How to prove $\delta(kx) = \frac{\delta(x)}{|k|}$ by using properties of a test function.

Question

So, I have a Fourier analisys course right now and got a problem to solve. Here's how it sounds

Given that $\delta(x)$ is a Dirac delta function, $\phi(x)$ is a test function, by using properties of a test function prove that $\delta(kx) = \frac{\delta(x)}{|k|}$. (Hint: $\langle \delta(x), \phi(x) \rangle = \phi(0)$)

And, here's how I tried to prove that. I assumed that hint is not for nothing there, so I decided that it should be a decent place to start.

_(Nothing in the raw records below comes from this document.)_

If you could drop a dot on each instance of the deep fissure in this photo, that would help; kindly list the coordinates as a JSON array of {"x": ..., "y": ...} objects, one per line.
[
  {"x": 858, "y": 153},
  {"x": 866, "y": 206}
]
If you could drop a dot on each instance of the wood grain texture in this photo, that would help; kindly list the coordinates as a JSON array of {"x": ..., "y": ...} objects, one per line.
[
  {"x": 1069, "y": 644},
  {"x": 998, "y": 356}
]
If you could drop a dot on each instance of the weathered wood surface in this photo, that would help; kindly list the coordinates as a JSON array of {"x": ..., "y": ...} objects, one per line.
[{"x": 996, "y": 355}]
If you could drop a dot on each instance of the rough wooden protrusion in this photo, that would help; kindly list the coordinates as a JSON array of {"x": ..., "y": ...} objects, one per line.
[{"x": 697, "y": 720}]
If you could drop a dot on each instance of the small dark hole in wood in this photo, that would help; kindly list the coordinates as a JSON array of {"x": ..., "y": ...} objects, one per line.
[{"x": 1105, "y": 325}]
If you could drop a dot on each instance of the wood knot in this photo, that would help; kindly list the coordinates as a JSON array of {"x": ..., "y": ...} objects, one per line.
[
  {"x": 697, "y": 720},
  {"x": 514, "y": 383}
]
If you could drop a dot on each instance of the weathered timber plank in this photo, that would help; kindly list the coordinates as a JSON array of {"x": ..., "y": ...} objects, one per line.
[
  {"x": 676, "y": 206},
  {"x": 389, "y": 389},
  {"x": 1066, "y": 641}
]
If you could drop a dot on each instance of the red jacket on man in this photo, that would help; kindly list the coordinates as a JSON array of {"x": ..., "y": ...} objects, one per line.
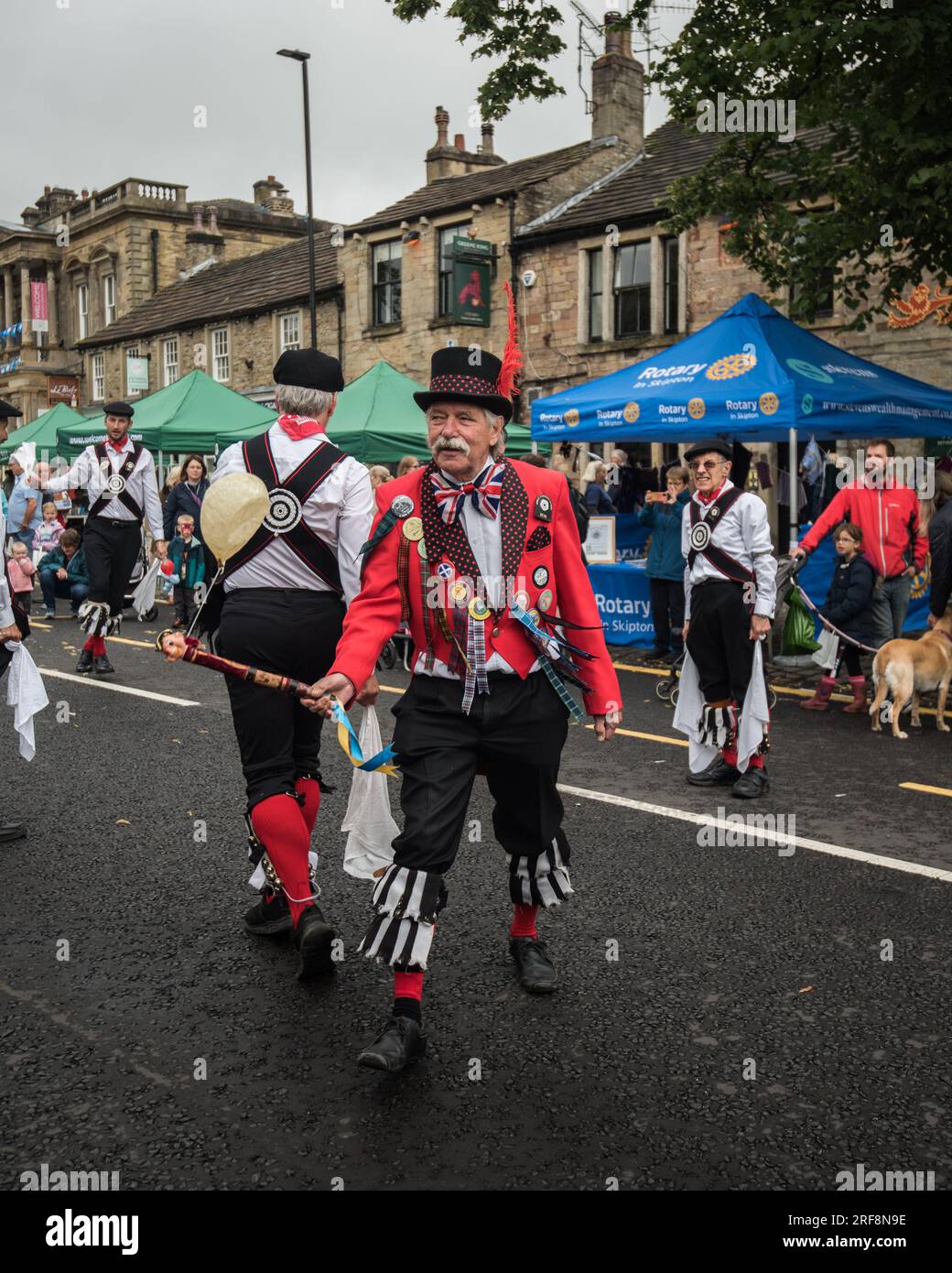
[
  {"x": 887, "y": 518},
  {"x": 538, "y": 552}
]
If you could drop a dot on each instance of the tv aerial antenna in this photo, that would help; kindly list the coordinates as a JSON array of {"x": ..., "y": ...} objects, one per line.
[{"x": 590, "y": 33}]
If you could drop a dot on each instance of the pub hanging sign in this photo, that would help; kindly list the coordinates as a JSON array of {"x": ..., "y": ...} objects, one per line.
[{"x": 472, "y": 268}]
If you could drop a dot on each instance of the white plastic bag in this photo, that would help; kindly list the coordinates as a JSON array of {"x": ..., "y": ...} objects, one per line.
[
  {"x": 368, "y": 819},
  {"x": 827, "y": 655},
  {"x": 144, "y": 596}
]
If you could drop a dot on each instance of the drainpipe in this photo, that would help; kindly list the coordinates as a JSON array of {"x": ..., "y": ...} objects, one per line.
[
  {"x": 154, "y": 237},
  {"x": 339, "y": 302}
]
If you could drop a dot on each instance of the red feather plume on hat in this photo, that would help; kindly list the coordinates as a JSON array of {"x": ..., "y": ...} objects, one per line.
[{"x": 512, "y": 356}]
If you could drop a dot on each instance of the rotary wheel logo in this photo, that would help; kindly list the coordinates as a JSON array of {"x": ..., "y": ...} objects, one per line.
[
  {"x": 732, "y": 364},
  {"x": 284, "y": 511}
]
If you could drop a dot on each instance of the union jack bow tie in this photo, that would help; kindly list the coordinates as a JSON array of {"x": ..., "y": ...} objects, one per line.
[{"x": 485, "y": 493}]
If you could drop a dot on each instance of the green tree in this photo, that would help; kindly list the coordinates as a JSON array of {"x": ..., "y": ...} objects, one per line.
[{"x": 870, "y": 84}]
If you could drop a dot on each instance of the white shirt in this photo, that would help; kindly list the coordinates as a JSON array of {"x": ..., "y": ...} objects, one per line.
[
  {"x": 485, "y": 536},
  {"x": 340, "y": 512},
  {"x": 743, "y": 534},
  {"x": 140, "y": 484}
]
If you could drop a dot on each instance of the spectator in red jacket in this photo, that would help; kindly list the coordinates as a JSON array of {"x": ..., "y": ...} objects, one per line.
[{"x": 887, "y": 515}]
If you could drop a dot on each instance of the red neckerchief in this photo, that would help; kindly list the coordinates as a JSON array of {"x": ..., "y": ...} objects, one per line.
[
  {"x": 709, "y": 496},
  {"x": 298, "y": 427}
]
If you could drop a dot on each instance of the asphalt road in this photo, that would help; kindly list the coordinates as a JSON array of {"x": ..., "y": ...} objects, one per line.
[{"x": 749, "y": 1035}]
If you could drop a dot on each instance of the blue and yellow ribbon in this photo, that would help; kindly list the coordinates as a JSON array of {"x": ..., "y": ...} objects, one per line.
[{"x": 348, "y": 738}]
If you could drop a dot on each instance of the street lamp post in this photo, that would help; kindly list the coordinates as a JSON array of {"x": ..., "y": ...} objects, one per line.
[{"x": 298, "y": 56}]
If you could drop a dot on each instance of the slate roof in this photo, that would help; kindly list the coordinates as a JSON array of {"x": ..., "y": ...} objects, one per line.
[
  {"x": 638, "y": 189},
  {"x": 227, "y": 290},
  {"x": 476, "y": 188}
]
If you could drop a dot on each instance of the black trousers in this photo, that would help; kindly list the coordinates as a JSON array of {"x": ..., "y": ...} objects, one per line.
[
  {"x": 718, "y": 640},
  {"x": 287, "y": 630},
  {"x": 514, "y": 734},
  {"x": 111, "y": 549},
  {"x": 848, "y": 655},
  {"x": 185, "y": 604},
  {"x": 668, "y": 613}
]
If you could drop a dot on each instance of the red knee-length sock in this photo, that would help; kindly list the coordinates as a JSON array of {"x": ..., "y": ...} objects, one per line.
[
  {"x": 280, "y": 825},
  {"x": 407, "y": 995},
  {"x": 524, "y": 920},
  {"x": 730, "y": 755},
  {"x": 309, "y": 789}
]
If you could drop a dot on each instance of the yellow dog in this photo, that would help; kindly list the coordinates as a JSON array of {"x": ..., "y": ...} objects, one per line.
[{"x": 908, "y": 668}]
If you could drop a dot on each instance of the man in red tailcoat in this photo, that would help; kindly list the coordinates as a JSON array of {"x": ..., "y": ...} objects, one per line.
[{"x": 481, "y": 557}]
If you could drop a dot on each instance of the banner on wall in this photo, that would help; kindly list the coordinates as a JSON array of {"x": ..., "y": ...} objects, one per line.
[{"x": 38, "y": 307}]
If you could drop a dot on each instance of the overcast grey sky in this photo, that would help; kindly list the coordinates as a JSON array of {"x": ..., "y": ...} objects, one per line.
[{"x": 106, "y": 89}]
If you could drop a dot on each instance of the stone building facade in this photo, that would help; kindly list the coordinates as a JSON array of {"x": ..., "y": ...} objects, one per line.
[
  {"x": 104, "y": 254},
  {"x": 231, "y": 321}
]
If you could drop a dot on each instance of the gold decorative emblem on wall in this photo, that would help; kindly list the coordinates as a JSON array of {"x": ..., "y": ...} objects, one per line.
[{"x": 920, "y": 304}]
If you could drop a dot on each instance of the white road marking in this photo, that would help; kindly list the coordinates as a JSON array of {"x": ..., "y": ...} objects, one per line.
[
  {"x": 119, "y": 689},
  {"x": 837, "y": 851}
]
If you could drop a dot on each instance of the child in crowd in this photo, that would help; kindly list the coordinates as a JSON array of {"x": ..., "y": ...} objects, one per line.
[
  {"x": 189, "y": 560},
  {"x": 22, "y": 571},
  {"x": 849, "y": 606},
  {"x": 62, "y": 573},
  {"x": 665, "y": 512},
  {"x": 48, "y": 534}
]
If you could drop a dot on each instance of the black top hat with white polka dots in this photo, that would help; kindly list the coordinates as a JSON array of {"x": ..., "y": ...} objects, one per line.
[{"x": 466, "y": 375}]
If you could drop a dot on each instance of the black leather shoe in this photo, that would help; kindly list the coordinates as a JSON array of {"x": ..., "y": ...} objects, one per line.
[
  {"x": 752, "y": 784},
  {"x": 312, "y": 941},
  {"x": 536, "y": 970},
  {"x": 717, "y": 774},
  {"x": 271, "y": 917},
  {"x": 396, "y": 1045}
]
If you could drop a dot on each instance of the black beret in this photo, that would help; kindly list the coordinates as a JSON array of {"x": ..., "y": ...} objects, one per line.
[
  {"x": 700, "y": 448},
  {"x": 117, "y": 408},
  {"x": 310, "y": 369}
]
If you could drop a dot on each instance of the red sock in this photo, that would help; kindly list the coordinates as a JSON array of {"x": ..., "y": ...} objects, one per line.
[
  {"x": 407, "y": 985},
  {"x": 309, "y": 789},
  {"x": 280, "y": 826},
  {"x": 524, "y": 920}
]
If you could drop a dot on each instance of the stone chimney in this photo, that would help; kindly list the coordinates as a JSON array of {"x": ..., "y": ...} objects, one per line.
[
  {"x": 51, "y": 202},
  {"x": 618, "y": 89},
  {"x": 202, "y": 242},
  {"x": 265, "y": 190},
  {"x": 450, "y": 158}
]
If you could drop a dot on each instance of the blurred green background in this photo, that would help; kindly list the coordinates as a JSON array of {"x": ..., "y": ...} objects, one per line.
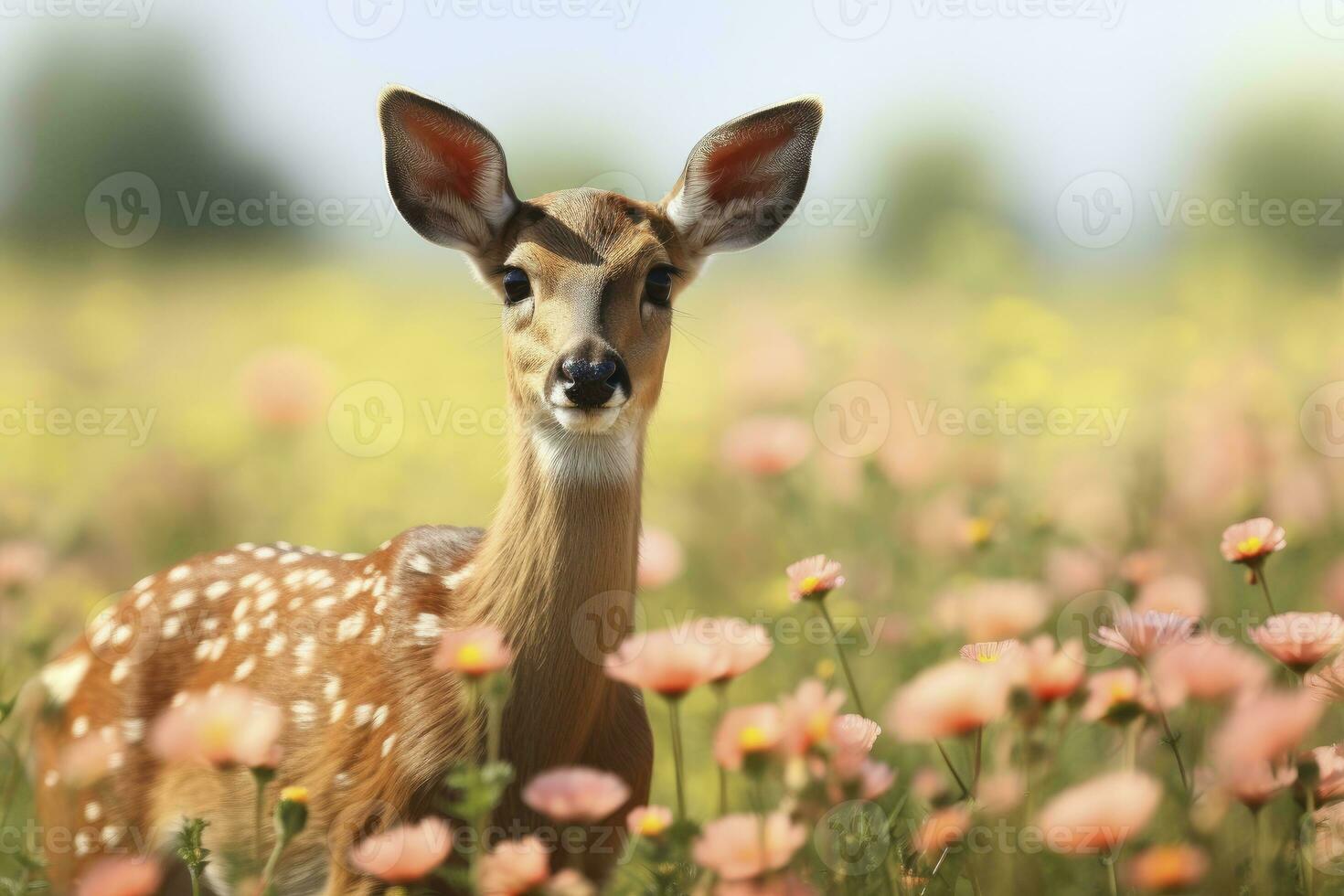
[{"x": 964, "y": 246}]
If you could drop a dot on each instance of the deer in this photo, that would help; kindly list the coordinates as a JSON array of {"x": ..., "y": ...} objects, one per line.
[{"x": 586, "y": 281}]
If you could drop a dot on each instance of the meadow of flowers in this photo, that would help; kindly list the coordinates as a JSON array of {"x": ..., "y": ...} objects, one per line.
[{"x": 1094, "y": 658}]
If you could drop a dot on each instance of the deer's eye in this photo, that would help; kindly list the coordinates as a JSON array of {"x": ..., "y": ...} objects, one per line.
[
  {"x": 517, "y": 285},
  {"x": 657, "y": 286}
]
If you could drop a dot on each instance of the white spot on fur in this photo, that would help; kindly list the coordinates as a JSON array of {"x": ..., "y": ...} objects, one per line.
[
  {"x": 62, "y": 678},
  {"x": 428, "y": 627}
]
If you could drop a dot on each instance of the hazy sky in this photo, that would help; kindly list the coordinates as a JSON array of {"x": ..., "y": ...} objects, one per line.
[{"x": 1058, "y": 88}]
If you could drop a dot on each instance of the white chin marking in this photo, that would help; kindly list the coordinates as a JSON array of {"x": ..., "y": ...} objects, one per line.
[{"x": 592, "y": 422}]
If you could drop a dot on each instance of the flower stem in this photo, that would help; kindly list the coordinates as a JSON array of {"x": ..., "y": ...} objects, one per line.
[
  {"x": 675, "y": 716},
  {"x": 1260, "y": 574},
  {"x": 965, "y": 792},
  {"x": 844, "y": 663}
]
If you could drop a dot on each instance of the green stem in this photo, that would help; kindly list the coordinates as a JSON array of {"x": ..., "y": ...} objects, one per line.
[
  {"x": 965, "y": 792},
  {"x": 674, "y": 715},
  {"x": 844, "y": 663}
]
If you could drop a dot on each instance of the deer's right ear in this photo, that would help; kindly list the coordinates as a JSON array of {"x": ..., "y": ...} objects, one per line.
[{"x": 445, "y": 171}]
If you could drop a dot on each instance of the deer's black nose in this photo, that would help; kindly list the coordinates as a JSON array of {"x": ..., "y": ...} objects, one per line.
[{"x": 592, "y": 383}]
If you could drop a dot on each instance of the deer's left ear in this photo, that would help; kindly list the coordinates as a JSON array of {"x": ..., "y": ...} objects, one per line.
[{"x": 745, "y": 177}]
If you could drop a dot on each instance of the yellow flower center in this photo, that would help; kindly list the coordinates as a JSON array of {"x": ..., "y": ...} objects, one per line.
[
  {"x": 752, "y": 739},
  {"x": 978, "y": 529},
  {"x": 294, "y": 795},
  {"x": 471, "y": 657},
  {"x": 651, "y": 825}
]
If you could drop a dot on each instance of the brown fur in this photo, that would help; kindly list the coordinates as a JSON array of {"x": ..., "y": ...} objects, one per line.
[{"x": 345, "y": 644}]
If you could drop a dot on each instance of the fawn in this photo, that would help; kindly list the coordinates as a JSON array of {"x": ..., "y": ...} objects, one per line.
[{"x": 586, "y": 281}]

$$ \langle \delta(x), \phi(x) \rangle = \phi(0) $$ $$ \langle \delta(kx), \phi(kx) \rangle = \phi(0) $$ $$ \int_{-\infty}^{\infty} \delta(kx) \phi(kx) d(kx) = \phi(0) $$ $$ u = kx \implies du = d(kx) = kdx $$ $$ \int_{-\infty}^{\infty} k \delta(kx) \phi(kx) dx = \phi(0) $$ $$ \int_{-\infty}^{\infty} \delta(kx) \phi(kx) dx = \frac{\phi(0)}{k} $$ And... I am not sure what exactly I achieved here. $ \delta(kx) $ is still $ \delta(kx) $, so I assume I made no progress by going this way, and starting with a hint was not a good idea. So I started over with a slightly different approach.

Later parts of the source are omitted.